# kayak help



## ajbigfish (Sep 16, 2013)

I 've been looking for a new yak, I've changed my mind so many times and i will probably change it again, but i would likes some advice. 
1. The malibu trio 11 anyone got one of these or heard about them.
2. Wilderness tarpon 100 are they any good.
3. Hobie quest 11 
Which one would be better for me who likes fishing rivers, inshore and maybe offshore.
Hope you can help Ajbigfish


----------



## Salty Dog (Sep 18, 2005)

Hey Aidin,

If you are contemplating offshore at any stage, most would advise 4 metres or over in length for speed & safety. There are all types out there, plastic, fibreglass, kevlar/carbon, paddle, pedal.

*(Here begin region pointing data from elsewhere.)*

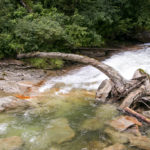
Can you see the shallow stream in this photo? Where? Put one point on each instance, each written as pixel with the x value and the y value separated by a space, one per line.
pixel 66 117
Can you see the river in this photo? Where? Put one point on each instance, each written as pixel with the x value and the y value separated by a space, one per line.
pixel 66 117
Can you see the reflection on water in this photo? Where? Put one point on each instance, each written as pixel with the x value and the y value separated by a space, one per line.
pixel 66 117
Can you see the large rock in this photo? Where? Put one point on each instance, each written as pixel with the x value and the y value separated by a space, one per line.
pixel 11 143
pixel 10 102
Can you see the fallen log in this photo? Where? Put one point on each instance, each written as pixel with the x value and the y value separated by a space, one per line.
pixel 119 82
pixel 133 96
pixel 137 115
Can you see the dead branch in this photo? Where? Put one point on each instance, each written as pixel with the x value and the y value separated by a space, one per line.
pixel 119 82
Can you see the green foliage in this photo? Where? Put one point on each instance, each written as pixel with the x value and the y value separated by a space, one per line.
pixel 64 24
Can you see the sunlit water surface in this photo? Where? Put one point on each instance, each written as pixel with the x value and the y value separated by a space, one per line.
pixel 66 103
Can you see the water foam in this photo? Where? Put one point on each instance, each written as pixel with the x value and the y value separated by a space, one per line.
pixel 89 78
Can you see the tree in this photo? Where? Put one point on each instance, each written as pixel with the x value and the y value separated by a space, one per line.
pixel 113 90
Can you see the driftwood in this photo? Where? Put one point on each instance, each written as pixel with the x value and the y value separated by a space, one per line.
pixel 116 88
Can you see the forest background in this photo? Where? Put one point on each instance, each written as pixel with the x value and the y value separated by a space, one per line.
pixel 63 25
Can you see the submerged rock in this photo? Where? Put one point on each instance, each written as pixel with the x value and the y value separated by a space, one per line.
pixel 117 137
pixel 141 142
pixel 106 112
pixel 121 123
pixel 10 102
pixel 103 114
pixel 59 131
pixel 11 143
pixel 91 124
pixel 116 147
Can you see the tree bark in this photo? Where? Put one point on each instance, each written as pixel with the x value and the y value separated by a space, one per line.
pixel 119 82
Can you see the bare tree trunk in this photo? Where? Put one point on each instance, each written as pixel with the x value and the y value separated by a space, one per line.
pixel 119 82
pixel 116 89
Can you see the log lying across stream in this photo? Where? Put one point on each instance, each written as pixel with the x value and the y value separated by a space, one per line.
pixel 130 95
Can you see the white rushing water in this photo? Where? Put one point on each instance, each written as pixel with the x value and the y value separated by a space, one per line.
pixel 89 78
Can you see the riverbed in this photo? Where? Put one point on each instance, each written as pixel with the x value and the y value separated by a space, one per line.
pixel 63 115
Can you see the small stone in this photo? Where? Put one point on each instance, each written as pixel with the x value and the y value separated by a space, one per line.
pixel 91 124
pixel 10 102
pixel 106 112
pixel 59 131
pixel 116 147
pixel 121 123
pixel 10 143
pixel 141 142
pixel 117 137
pixel 96 145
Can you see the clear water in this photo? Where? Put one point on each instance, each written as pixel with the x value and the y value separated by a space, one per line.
pixel 66 117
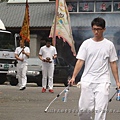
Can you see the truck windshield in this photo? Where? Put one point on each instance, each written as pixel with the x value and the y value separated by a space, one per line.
pixel 7 42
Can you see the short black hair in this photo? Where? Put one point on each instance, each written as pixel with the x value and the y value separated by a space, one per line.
pixel 49 40
pixel 98 22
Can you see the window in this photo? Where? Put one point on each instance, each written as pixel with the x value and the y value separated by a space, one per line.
pixel 86 6
pixel 116 6
pixel 103 6
pixel 72 6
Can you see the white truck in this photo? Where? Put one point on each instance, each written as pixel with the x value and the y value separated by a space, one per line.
pixel 7 47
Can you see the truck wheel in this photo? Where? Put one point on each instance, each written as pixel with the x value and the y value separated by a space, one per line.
pixel 13 81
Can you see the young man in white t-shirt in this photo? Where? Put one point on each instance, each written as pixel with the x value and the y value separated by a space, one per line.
pixel 22 53
pixel 47 54
pixel 97 54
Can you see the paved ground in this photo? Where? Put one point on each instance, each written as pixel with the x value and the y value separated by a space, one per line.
pixel 31 103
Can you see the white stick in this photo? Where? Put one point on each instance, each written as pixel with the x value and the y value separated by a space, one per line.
pixel 55 99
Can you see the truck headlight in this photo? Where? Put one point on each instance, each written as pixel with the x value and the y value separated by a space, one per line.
pixel 11 72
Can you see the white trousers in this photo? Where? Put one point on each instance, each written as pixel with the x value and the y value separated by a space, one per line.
pixel 47 72
pixel 21 73
pixel 94 98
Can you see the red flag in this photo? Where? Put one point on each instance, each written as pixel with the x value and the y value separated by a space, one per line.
pixel 25 32
pixel 61 25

For offshore, most of the experienced, (not all) eventually end up gravitating towards glass, (eg Stealth or Kaskazi) or Hobie, (some models more appropriate than others).

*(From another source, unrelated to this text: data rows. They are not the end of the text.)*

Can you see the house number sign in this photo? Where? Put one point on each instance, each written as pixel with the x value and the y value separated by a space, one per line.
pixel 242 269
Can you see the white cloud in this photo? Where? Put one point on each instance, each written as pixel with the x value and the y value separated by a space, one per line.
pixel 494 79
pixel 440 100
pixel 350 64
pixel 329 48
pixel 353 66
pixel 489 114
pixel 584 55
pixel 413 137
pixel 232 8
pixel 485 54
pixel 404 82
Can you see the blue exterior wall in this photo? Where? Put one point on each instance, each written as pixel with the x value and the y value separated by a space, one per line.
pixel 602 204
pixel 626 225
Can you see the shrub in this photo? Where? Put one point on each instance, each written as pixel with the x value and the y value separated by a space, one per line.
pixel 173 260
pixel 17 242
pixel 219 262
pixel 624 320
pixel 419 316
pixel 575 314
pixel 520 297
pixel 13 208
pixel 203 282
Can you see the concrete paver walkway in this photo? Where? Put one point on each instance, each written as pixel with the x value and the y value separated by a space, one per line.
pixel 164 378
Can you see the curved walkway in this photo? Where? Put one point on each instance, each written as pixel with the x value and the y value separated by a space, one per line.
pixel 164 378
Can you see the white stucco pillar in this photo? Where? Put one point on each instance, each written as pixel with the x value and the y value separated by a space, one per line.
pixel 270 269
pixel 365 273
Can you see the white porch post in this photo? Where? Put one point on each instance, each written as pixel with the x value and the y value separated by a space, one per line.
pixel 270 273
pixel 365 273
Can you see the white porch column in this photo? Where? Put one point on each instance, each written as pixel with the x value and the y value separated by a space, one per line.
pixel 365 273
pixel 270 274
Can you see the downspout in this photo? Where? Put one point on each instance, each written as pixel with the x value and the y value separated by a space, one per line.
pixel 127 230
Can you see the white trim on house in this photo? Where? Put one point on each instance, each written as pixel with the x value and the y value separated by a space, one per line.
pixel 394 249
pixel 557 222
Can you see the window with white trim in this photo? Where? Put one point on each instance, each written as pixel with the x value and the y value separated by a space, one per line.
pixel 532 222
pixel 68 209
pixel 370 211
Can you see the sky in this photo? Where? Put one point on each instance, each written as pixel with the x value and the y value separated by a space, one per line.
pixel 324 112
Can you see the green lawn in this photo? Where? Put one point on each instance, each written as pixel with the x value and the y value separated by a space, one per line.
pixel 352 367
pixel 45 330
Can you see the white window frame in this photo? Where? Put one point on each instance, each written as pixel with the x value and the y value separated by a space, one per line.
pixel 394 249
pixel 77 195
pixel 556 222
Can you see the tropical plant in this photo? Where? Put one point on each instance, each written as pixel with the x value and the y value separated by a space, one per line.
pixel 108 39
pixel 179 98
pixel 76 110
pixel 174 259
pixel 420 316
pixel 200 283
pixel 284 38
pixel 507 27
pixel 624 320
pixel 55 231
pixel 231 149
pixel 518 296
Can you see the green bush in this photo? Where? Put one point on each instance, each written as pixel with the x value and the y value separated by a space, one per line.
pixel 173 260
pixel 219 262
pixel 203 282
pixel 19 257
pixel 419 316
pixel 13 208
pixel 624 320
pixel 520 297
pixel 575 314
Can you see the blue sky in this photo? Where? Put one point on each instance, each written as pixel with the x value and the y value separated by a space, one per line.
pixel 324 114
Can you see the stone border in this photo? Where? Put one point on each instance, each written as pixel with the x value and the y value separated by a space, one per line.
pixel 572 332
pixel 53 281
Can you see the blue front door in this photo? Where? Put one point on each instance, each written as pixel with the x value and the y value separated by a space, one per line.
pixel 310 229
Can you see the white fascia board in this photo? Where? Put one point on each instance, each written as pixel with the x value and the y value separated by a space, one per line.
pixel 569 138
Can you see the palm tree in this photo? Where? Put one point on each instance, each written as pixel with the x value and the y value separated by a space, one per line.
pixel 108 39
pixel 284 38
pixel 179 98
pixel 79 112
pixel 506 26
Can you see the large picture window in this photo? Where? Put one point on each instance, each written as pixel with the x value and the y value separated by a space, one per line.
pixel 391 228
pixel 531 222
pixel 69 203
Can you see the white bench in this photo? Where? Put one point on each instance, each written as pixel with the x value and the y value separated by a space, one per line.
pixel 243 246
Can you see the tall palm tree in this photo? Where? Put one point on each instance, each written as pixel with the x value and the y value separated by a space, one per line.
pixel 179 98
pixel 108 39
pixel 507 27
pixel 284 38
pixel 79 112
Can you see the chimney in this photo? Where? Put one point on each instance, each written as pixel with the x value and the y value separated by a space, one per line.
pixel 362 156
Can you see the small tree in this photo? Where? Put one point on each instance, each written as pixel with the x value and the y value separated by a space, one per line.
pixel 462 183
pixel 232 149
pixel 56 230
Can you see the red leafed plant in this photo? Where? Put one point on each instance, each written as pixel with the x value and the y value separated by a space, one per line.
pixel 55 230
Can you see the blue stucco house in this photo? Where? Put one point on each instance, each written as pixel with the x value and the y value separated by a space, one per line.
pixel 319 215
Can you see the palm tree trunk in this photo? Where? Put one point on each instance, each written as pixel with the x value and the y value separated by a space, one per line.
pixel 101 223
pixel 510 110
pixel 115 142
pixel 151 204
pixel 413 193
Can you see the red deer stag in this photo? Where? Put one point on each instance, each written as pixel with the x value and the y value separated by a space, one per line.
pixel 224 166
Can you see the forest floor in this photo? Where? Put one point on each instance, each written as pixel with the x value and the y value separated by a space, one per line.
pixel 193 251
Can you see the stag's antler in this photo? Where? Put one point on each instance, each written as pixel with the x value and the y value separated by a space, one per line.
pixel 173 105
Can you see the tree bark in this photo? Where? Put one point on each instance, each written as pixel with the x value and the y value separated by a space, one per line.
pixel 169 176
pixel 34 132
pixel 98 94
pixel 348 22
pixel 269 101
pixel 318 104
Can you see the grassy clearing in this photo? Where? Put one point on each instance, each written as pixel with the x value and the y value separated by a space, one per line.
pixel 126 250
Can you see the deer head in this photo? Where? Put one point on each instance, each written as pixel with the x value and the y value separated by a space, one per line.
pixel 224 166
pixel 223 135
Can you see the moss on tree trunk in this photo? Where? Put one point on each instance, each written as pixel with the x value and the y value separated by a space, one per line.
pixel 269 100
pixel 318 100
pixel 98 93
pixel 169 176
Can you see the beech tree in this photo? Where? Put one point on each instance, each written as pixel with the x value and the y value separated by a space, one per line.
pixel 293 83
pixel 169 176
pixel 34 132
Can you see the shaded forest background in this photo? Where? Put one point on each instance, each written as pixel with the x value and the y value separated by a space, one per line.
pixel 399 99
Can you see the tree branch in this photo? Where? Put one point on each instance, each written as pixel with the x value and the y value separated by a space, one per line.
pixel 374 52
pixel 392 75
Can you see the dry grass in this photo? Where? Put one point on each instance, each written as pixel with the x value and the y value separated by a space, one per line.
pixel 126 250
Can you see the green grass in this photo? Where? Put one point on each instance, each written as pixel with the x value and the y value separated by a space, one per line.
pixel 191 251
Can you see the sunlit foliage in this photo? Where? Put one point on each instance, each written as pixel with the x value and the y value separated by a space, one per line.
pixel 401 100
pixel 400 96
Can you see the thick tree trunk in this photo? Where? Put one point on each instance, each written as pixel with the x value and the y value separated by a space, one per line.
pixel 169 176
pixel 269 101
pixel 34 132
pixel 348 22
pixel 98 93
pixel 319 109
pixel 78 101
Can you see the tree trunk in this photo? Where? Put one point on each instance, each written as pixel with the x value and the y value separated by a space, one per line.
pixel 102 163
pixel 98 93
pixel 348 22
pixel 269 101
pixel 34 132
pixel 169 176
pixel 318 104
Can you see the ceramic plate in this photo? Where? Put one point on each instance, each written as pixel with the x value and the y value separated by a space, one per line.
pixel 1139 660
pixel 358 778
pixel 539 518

Here's an article on kayak design to get you thinking about what you really want.
http://ftlauderdaleyakfishingclub.org/yakdesign101.html

Good luck with it.


----------



## ajbigfish (Sep 16, 2013)

Thanks Adam
I will read them defantly. I proberly won't go offshore for a while so that shouldn't be the main problem.


----------



## laneends (Jan 25, 2013)

How heavy are you? The quest 11 is good for inshore and freshwater as it is very manouvreable, yet slim design so not raft like as some of the other shorter yaks are. Has good accessible storage. It doesn't have a huge payload though, due to slim design, hence your weight is important. river fishing you not to carry as much weight. The reason it doesn't sell a lot is because price is up there with other longer yaks, and not much less than a Quest 13, so you wouldn't normally go for it unless you have a reason for a lighter yak (eg portability and handling in narrow waters and harder launch sites). If I could have a freshwater specific yak that would be my choice.


----------



## ajbigfish (Sep 16, 2013)

I am around 60kg and 176cm


----------